A corroborar este ponto está a situação do sistema britânico. Nele, as pensões (com excepção das sociais) ficam a cargo das empresas e dos trabalhadores, ou seja, nas empresas que as oferecem, elas constituem uma parte da remuneração retida para esse fim e gerida por fundos de pensões; nas outras, são responsabilidade dos trabalhadores, que devem constituir as poupanças necessárias para as assegurar, e escolher as aplicações mais adequadas para as rentabilizar. O continuado debate sobre o sistema de pensões no Reino Unido, o descontentamento generalizado com o seu funcionamento – que levou a uma maciça transferência de risco financeiro para os pensionistas – e a dificuldade em tomar medidas indispensáveis à sua alteração corroboram o carácter secundário da forma de financiamento. A literatura sobre a matéria é vastíssima, mas basta acompanhar o Financial Times para adquirir uma boa ideia sobre o assunto.
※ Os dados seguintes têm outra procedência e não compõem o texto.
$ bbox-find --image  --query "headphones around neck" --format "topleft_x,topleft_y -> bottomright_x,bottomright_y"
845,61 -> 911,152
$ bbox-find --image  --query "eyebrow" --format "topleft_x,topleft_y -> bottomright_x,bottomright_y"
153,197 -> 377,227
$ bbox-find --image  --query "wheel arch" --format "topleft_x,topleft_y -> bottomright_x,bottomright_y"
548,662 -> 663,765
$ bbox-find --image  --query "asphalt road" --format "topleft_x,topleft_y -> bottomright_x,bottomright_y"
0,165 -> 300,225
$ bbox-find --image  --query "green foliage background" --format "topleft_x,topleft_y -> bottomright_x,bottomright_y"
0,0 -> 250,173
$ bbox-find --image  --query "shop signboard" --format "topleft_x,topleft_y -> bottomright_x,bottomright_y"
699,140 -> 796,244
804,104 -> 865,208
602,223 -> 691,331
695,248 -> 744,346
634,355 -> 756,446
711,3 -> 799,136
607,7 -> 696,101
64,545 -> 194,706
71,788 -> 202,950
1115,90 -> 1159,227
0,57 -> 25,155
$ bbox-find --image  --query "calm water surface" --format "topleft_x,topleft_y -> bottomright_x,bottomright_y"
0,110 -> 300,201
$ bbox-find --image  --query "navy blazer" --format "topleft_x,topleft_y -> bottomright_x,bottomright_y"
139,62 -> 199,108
Um artigo publicado no American Prospect2 descreve as múltiplas falhas de governance do sistema, que culminaram, em Junho passado, com a presidente da Associação Nacional dos Fundos de Pensões britânica a advogar a necessidade de estes rejeitarem as suas obrigações contratuais, para terem uma oportunidade de «renegociar o passado». A gravidade de uma tal afirmação, num sistema que assenta na confiança nos contratos, era sublinhada por um artigo do Financial Times significativamente intitulado Steal our pensions, but do it discreetly.
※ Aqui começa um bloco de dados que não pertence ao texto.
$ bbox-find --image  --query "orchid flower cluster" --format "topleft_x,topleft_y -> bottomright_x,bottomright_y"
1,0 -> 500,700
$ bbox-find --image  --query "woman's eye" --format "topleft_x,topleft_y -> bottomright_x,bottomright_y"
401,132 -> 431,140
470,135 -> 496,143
Em boa parte, os problemas britânicos deveram-se a decisões precipitadas do governo Thatcher, agravadas depois pelo boom bolsista (e pelo subsequente bust). Eles não permitem concluir que a gestão privada crie necessariamente os problemas que o Reino Unido ainda não conseguiu resolver. Permitem, sim, concluir que a capitalização não é panaceia que assegure a boa governance e muito menos que evite medidas difíceis, relativas aos parâmetros do modelo (forma de cálculo das pensões, idade da reforma, etc.). Mas é também muito insuficiente ajustar simplesmente alguns parâmetros, com base em previsões a longo prazo tão falíveis como as respeitantes à produtividade, à taxa de natalidade ou à emigração, e afirmar que assim se garante a sustentabilidade do sistema.

Por isso, o que falta debater entre nós é a criação de um modelo que garanta a adaptação flexível do sistema às variáveis relevantes (e esses modelos já existem e estão a ser adoptados em vários países), que elimine privilégios inaceitáveis incorporados no regime actual e que proporcione a opção pelos fundos privados, desde que subordinada a regras de governance bem definidas, a uma supervisão eficiente e a um esforço intenso de educação financeira de todos os intervenientes. O problema da transição resolve-se pelo reconhecimento da dívida e pela emissão de dívida pública. Contudo, optar por esta sem alterar o que está fundamentalmente errado no sistema actual apenas serviria para completar a trindade dos erros cometidos desde a adesão à UE, começando pelo uso dos fundos, continuando com a descida das taxas de juro e que culminaria agora num aumento de endividamento que agravaria o fardo explícito sobre as gerações futuras, sem instituir um modelo capaz de impedir a acumulação dos encargos implícitos.

1. À falta de informação quantificada sobre o caso português, vale a pena ler o artigo do Le Point de 24 de Agosto (Retraites: La grande inégalité), que descreve a situação em França, claro modelo inspirador das nossas corporações.